Cette grande absence, celle du capitalisme, est poussée à son paroxysme dans la conclusion lorsque s’empilent les témoignages sur l’effondrement. Safa Motesharrei explique que cette pandémie est la preuve que le processus d’effritement qui conduit à l’effondrement est déjà en marche, Malik Peiris craint que nous ayons déjà atteint un point de non-retour qui précède l’effondrement tandis que Rodolph Gozlan affirme avoir acquis une lucidité qui nous marginalise, parce que rares sont ceux qui veulent entendre que nous sommes montés sur le Titanic. N’est-il pas plus difficile d’imaginer la fin du monde que la fin du capitalisme ? Ces propos peignent une fatalité alors que pourtant, la solution paraît relativement simple3 : sortir du capitalisme.

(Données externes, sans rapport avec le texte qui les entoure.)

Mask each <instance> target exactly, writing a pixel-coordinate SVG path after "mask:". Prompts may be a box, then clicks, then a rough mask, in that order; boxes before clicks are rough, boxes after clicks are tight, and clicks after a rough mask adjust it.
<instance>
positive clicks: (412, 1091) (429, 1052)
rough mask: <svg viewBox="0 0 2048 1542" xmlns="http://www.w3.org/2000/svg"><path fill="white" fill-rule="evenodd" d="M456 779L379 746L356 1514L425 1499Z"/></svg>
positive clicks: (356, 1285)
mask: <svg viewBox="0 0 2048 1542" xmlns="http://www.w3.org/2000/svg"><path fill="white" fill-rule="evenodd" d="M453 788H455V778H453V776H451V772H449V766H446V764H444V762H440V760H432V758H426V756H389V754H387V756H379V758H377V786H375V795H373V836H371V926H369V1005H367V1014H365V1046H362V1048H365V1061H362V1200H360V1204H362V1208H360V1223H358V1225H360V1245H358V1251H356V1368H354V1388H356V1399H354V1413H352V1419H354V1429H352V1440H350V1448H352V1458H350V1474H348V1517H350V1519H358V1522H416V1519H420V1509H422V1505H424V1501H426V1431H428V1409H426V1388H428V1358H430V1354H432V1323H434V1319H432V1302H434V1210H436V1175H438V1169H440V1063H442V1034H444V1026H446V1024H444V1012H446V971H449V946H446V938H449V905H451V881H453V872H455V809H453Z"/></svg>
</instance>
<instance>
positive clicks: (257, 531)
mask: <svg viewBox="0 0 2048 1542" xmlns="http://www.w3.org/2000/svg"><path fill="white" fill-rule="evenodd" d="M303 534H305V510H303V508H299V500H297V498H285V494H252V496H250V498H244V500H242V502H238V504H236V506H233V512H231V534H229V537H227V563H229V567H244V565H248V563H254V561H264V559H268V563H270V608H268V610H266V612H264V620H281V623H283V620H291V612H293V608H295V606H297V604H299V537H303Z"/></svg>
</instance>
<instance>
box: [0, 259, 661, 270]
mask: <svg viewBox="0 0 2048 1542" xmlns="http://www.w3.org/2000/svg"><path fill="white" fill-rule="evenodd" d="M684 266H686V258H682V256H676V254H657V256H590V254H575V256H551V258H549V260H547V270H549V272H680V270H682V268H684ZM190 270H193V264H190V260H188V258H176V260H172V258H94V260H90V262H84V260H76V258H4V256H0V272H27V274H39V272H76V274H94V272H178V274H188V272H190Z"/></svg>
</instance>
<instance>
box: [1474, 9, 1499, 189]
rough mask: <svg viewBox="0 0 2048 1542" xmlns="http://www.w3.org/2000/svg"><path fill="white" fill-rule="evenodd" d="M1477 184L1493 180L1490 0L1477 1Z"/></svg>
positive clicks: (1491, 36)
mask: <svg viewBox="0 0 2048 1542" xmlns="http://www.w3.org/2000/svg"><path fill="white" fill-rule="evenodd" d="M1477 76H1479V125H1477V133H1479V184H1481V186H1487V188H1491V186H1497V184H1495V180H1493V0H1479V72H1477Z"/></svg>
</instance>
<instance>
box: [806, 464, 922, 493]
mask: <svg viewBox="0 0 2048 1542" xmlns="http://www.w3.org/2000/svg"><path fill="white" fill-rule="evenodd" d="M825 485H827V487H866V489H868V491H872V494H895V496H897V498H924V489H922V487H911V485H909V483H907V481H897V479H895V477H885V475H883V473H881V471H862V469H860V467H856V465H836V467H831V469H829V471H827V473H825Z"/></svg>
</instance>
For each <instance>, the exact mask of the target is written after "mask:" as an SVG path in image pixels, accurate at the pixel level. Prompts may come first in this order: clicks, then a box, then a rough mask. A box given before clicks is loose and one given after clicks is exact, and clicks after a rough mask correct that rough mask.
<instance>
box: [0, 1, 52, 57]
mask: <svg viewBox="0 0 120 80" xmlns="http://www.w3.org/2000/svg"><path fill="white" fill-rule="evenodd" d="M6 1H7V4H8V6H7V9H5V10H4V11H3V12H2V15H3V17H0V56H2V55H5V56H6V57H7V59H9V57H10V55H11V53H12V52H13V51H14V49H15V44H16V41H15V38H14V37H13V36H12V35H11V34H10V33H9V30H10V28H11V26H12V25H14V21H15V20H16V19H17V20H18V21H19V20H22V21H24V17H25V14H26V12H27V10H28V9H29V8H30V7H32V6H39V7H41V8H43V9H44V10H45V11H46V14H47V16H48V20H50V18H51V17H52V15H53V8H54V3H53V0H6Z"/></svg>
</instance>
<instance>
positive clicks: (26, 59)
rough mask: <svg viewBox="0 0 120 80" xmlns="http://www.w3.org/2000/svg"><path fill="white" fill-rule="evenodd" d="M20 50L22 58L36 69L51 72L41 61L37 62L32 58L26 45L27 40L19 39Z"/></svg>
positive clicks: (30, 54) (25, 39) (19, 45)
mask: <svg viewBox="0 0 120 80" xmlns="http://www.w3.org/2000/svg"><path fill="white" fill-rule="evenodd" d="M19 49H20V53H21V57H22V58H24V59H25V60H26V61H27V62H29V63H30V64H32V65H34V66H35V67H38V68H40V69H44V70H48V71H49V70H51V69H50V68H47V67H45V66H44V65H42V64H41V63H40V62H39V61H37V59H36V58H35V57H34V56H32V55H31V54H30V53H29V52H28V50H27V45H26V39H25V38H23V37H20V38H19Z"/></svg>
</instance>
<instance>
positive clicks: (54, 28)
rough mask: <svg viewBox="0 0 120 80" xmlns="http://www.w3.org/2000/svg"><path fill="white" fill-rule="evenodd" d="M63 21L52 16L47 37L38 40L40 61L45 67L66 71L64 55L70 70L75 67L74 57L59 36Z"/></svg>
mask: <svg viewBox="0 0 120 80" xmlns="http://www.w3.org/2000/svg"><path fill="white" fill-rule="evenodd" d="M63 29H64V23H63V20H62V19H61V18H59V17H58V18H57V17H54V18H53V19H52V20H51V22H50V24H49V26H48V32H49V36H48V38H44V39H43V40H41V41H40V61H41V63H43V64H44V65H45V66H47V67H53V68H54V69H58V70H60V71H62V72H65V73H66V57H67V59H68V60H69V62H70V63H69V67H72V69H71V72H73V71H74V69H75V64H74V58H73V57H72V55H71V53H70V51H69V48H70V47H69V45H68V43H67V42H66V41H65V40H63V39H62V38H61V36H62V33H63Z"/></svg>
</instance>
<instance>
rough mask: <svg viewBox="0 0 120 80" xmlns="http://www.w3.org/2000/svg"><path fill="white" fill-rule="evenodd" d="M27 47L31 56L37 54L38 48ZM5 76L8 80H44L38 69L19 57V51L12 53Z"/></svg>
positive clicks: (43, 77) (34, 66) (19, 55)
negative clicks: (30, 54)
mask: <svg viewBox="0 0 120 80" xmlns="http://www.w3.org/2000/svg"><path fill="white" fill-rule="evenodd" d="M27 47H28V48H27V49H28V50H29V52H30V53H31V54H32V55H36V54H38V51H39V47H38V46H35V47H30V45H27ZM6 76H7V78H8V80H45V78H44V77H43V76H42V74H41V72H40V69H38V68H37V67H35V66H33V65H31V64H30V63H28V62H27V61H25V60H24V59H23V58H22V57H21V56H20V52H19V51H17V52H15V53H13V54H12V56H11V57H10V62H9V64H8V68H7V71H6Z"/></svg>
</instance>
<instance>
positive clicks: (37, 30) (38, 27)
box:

Que ces chercheurs.ses, engagé.e.s dans différentes missions subventionnées par l’Etat, ne remettent pas en cause ce système politicoéconomique n’est pas surprenant. Que Marie-Monique Robin l’ignore à ce point, elle dont l’engagement politique n’est plus à prouver et alors que son livre se drape derrière l’appellation d’essai, est une réelle déception.

Conclusion

Alors que le discours écologiste peine à se frayer un chemin à travers les forêts cérébrales de la population suisse, cette crise du Covid-19 peut être un moyen de conscientiser, de sentir dans sa propre chair les conséquences écologiques dramatiques du capitalisme. Cette pandémie est un moyen de comprendre la dimension mortifère de notre mode de vie. Il faut marteler ce message tant que possible : tant que nous ne sortons pas de cette caverne obscure qu’est le capitalisme dont la vocation est de tout détruire, à commencer par nos corps et nos existences, la déforestation, le dérèglement climatique et l’effondrement de la biodiversité continueront de brûler le tissu musculaire de notre planète, entraînant de facto de nouvelles pandémies. Depuis plus d’une année, nous avons révélé notre incapacité collective à gérer ce genre de crise sanitaire avec un virus dont le taux de létalité reste relativement bas. Qu’adviendront nos existences lorsque nous traverserons une prochaine pandémie où décéderont un dixième, un cinquième des personnes contaminées ? C’est là le cœur du sujet : plus que jamais, le capitalisme menace ce que nous avons de plus cher : notre propre vie et celle des gens que nous aimons.

  1. Notons par exemple cette déclaration récente d’Alain Berset sur Twitter https://twitter.com.
  2. Tous les faits et citations avancés dans cet article sont tirés du livre de Marie-Monique Robin.